Jacob S, Dietze G J, Machicao F, Kuntz G, Augustin H J
Department of Internal Medicine, Stadtklinik, Baden-Baden, Germany.
Arzneimittelforschung. 1996 Mar;46(3):269-72.
Insulin resistance of skeletal muscle glucose uptake is a prominent feature of Type II diabetes (NIDDM); therefore, pharmacological intervention should aim to improve insulin sensitivity. Previous studies have shown that Actovegin, a hemodialysate of calf blood, which has been used for treatment of circulatory disorders for many years, improves glucose tolerance in NIDDM without affecting insulin levels; in vitro studies found an improvement of insulin-stimulated glucose uptake in adipocytes. This pilot study was initiated to see whether this compound augments insulin sensitivity after repeated treatment. Ten patients with NIDDM received the hemodialysate (Actovegin 2.000 pro infusions, 500 ml as daily infusions) over a period of 10 days. A hyperinsulinaemic, isoglycaemic glucose-clamp was done on day 0 and day 11; oral glucose tolerance test (oGTT) was done on day -4 and day 12. Parenteral administration of the hemodialysate markedly augmented insulin stimulated glucose disposal (glucose infusion rate and metabolic clearance rate) by more than 80% (p < 0.003 day 11 vs. day 0). Although tested 44 h after the last infusion, oGTT also improved significantly, as documented by the diminished area under the curve (AUC) for glucose, whereas the AUC for insulin remained unchanged. This is the first clinical study to show that parenteral administration of the tested hemodialysate results in a significant increase of insulin-stimulated glucose disposal in NIDDM. The exact mode of action of the hemodialysate in improving insulin sensitivity is currently not known. The hemodialysate possibly acts via a supplementation of inositol-phosphate-oligosaccharides (IPO), as in experimental studies IPOs isolated from the hemodialysate improved glucose uptake in adipocytes in an insulin-independent manner. Further studies are needed to elucidate the underlying mechanisms.

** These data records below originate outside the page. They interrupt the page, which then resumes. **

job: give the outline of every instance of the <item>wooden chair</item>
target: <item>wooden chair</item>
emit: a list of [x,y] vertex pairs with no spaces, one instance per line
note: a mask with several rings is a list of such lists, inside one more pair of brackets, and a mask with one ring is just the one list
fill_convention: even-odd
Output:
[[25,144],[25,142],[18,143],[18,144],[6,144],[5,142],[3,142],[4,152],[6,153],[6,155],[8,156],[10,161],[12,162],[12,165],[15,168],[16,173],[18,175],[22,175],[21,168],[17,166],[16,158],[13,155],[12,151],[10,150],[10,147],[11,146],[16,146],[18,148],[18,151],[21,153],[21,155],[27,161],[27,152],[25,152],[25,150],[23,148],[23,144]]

骨骼肌葡萄糖摄取的胰岛素抵抗是II型糖尿病(非胰岛素依赖型糖尿病)的一个显著特征;因此,药物干预应旨在提高胰岛素敏感性。先前的研究表明,爱维治(Actovegin),一种小牛血液的血液透析液,多年来一直用于治疗循环系统疾病,可改善非胰岛素依赖型糖尿病患者的糖耐量,而不影响胰岛素水平;体外研究发现它能改善脂肪细胞中胰岛素刺激的葡萄糖摄取。开展这项初步研究是为了观察这种化合物在重复治疗后是否能增强胰岛素敏感性。10名非胰岛素依赖型糖尿病患者在10天内接受了血液透析液(每次输注爱维治2000,每日输注500毫升)。在第0天和第11天进行了高胰岛素正常血糖葡萄糖钳夹试验;在第 -4天和第12天进行了口服葡萄糖耐量试验(oGTT)。静脉注射血液透析液显著增强了胰岛素刺激的葡萄糖处置(葡萄糖输注率和代谢清除率),增幅超过80%(第11天与第0天相比,p < 0.003)。尽管在最后一次输注后44小时进行测试,但oGTT也有显著改善,如葡萄糖曲线下面积(AUC)减小所示,而胰岛素的AUC保持不变。这是第一项表明静脉注射受试血液透析液可使非胰岛素依赖型糖尿病患者胰岛素刺激的葡萄糖处置显著增加的临床研究。目前尚不清楚血液透析液改善胰岛素敏感性的确切作用方式。血液透析液可能通过补充肌醇磷酸寡糖(IPO)起作用,因为在实验研究中,从血液透析液中分离出的IPO以胰岛素非依赖的方式改善了脂肪细胞中的葡萄糖摄取。需要进一步研究以阐明其潜在机制。